Today, he volunteers with the Bloom Project, a local nonprofit that provides one-on-one mentoring, college preparation and other services to young men ages 12-18. On Sept. 30, Duncan will facilitate a workshop at the organization’s annual one-day seminar, King’s Feast. He sees the event as an investment in the future of our youth.
“As a preacher and pastor, my philosophy is that we gotta sow the seed. We can’t always control the ground that it falls on, but we have to sow a seed. There’s another scripture that says train up a child in the way they should go, and when they’re old they won’t depart from it,” he said. “Oftentimes, our children get out there, but if we train them up, they have a foundation to come back to. … Where there is no investment, there can be no return.”
A direct impact
“The Kings Feast Symposium has made a huge impact on the community and is how Bloom Project Inc. was created,” said founder and executive director Arnetta Scruggs. “The Kings Feast Symposium began six years ago with 50 young males. Now, it has grown substantially to the point where we had 150-plus young males, ages 12-18 in attendance last year.
“The symposium is a multifaceted approach to engage each of the Kings that attend. We bring various community leaders to facilitate workshops to encourage and uplift the voices of the youth. Also, we work to increase the number of colleges and careers represented at our signature College and Career Fair. One of the newest additions is the Parent Workshop. This allows parents to be engaged and invested in the symposium alongside their King.”
Additionally, a workshop on interpersonal communication will be offered to the professional men in attendance. “The fostering of new relationships, exposure to new opportunities and ability to learn from these youth are the reasons why we continue to put this event on annually,” said Scruggs.
When Mia Cobb moved to Indianapolis from Michigan with her two sons, TraShaun and Mekhail, she sought out ways to get them involved and engaged. They attended the first Kings Feast and have been consistent participants in the program ever since.
“It really benefited them,” said Cobb. “As they got older they started to do volunteering in the community and doing workshops.” Cobb added that the Bloom Project has essentially become a part of her family, and she’s noticed her sons becoming more mature as a result of their involvement.

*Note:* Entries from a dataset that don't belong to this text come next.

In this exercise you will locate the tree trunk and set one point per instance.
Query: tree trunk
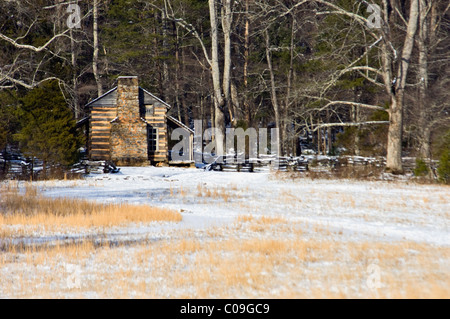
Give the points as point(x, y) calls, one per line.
point(76, 102)
point(394, 145)
point(219, 101)
point(273, 92)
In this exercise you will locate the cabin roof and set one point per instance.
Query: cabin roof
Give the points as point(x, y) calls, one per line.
point(180, 124)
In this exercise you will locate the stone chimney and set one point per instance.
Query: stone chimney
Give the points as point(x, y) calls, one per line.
point(128, 139)
point(128, 98)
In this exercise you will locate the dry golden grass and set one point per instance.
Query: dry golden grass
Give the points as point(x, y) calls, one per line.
point(239, 263)
point(29, 209)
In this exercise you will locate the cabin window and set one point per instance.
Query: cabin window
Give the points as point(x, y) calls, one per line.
point(152, 133)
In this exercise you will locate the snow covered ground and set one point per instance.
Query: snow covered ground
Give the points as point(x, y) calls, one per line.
point(243, 235)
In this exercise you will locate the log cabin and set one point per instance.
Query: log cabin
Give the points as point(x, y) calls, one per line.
point(130, 126)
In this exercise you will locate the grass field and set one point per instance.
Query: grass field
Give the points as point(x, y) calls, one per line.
point(260, 245)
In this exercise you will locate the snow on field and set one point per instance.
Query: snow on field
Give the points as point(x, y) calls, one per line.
point(384, 211)
point(242, 235)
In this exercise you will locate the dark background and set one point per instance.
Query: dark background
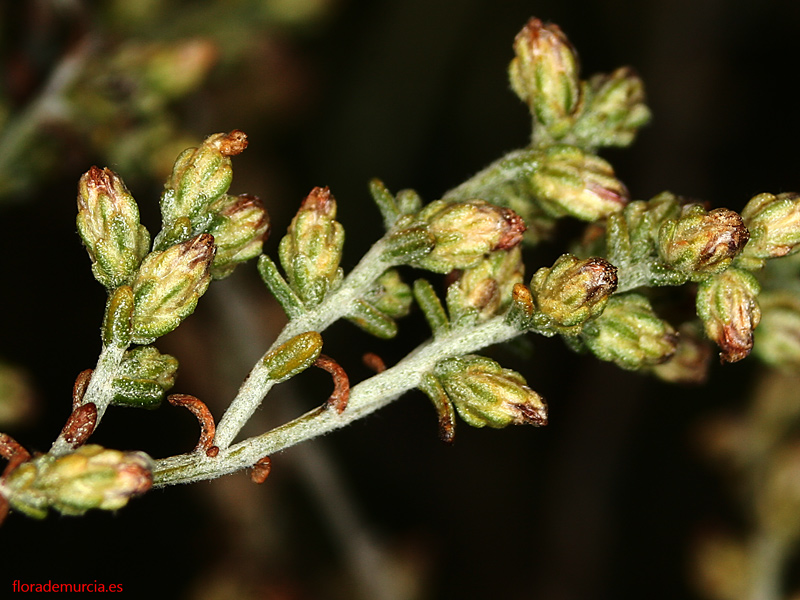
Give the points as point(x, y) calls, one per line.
point(601, 504)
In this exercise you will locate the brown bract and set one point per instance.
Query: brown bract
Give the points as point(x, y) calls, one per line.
point(207, 426)
point(341, 383)
point(514, 227)
point(80, 425)
point(232, 144)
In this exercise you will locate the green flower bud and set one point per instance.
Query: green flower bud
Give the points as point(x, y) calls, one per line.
point(145, 375)
point(388, 299)
point(615, 109)
point(390, 295)
point(484, 393)
point(199, 177)
point(174, 70)
point(407, 244)
point(312, 248)
point(486, 287)
point(465, 231)
point(728, 306)
point(699, 242)
point(777, 339)
point(117, 320)
point(108, 223)
point(168, 286)
point(629, 334)
point(774, 225)
point(293, 357)
point(689, 364)
point(571, 182)
point(574, 290)
point(544, 74)
point(239, 227)
point(89, 477)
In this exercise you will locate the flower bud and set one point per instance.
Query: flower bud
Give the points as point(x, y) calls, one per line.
point(571, 182)
point(89, 477)
point(293, 357)
point(168, 286)
point(108, 223)
point(689, 364)
point(777, 339)
point(145, 375)
point(615, 109)
point(728, 306)
point(388, 299)
point(699, 242)
point(174, 70)
point(199, 177)
point(544, 74)
point(774, 225)
point(486, 288)
point(390, 295)
point(312, 248)
point(117, 320)
point(629, 334)
point(574, 290)
point(464, 232)
point(484, 393)
point(239, 227)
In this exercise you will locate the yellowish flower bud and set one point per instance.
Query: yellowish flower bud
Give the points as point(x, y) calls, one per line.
point(728, 306)
point(108, 222)
point(168, 286)
point(89, 477)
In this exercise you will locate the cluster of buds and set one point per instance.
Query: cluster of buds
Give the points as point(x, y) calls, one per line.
point(486, 288)
point(774, 225)
point(689, 365)
point(572, 182)
point(462, 233)
point(777, 339)
point(630, 334)
point(108, 223)
point(293, 357)
point(144, 376)
point(311, 250)
point(388, 299)
point(573, 291)
point(87, 478)
point(168, 286)
point(239, 225)
point(700, 243)
point(199, 177)
point(545, 75)
point(607, 110)
point(484, 393)
point(206, 234)
point(728, 306)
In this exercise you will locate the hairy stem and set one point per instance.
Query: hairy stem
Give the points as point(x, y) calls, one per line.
point(365, 398)
point(99, 391)
point(517, 164)
point(334, 307)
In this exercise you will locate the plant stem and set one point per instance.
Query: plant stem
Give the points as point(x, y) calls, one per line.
point(99, 391)
point(49, 106)
point(517, 164)
point(338, 304)
point(365, 398)
point(767, 558)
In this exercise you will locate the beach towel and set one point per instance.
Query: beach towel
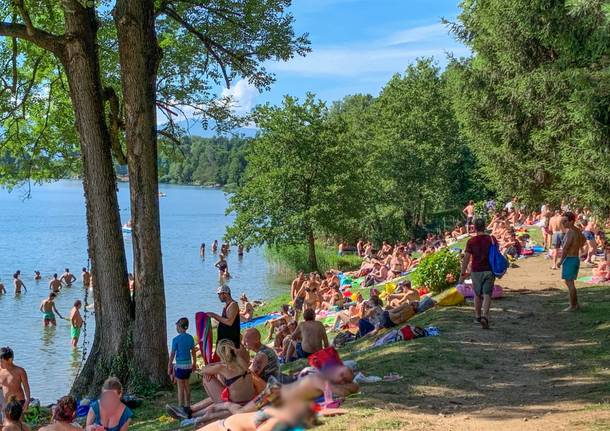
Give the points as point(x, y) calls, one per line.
point(258, 320)
point(204, 334)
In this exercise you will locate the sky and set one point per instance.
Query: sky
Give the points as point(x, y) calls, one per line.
point(357, 45)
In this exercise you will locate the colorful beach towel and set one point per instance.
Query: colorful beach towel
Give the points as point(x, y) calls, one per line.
point(259, 320)
point(204, 334)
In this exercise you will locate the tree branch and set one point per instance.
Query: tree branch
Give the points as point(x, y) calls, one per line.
point(41, 38)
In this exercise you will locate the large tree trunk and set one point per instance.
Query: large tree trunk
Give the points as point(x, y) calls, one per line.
point(312, 259)
point(139, 57)
point(111, 350)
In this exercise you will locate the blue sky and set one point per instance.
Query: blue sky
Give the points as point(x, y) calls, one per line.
point(357, 45)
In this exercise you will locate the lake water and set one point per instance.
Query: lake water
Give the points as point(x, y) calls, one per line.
point(47, 232)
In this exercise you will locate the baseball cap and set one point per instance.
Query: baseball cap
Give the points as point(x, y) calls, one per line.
point(223, 289)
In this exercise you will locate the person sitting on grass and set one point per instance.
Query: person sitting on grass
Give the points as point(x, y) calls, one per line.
point(109, 413)
point(246, 310)
point(183, 351)
point(63, 416)
point(13, 416)
point(309, 337)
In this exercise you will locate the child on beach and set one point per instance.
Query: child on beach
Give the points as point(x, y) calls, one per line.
point(76, 322)
point(183, 351)
point(13, 380)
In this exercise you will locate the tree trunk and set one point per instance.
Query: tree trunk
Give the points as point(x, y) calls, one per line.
point(111, 350)
point(139, 57)
point(312, 259)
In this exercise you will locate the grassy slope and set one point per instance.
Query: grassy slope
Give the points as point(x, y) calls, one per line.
point(435, 352)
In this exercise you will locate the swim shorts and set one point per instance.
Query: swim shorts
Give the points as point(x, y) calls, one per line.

“Being a single parent and raising sons, it’s only so much you can do. As women, mothers and single parents we try to provide and make sure they have the basics … them being exposed to certain things we may not have the connections to expose them to, and then for them to see successful men who came from the same place they’re at now is just an awesome thing,” she said. “It’s motivation for all the boys. They need to see things in real life besides what’s on TV and the internet … with all the crime and stuff going on, it’s needed. Especially here … it’s needed.”
Mekhail Cobb, the eldest of Mia’s sons, said Kings Feast helped him to come out of his shell and has had a profound impact on his thoughts about the future. “I already knew who I was, but it just opened me up to more opportunities,” he said. The 18-year-old high school senior plans to pursue a degree in computer science and compete professionally in track and field.
“I don’t know where I’d be without the program,” he said. “It’s showed me so much.”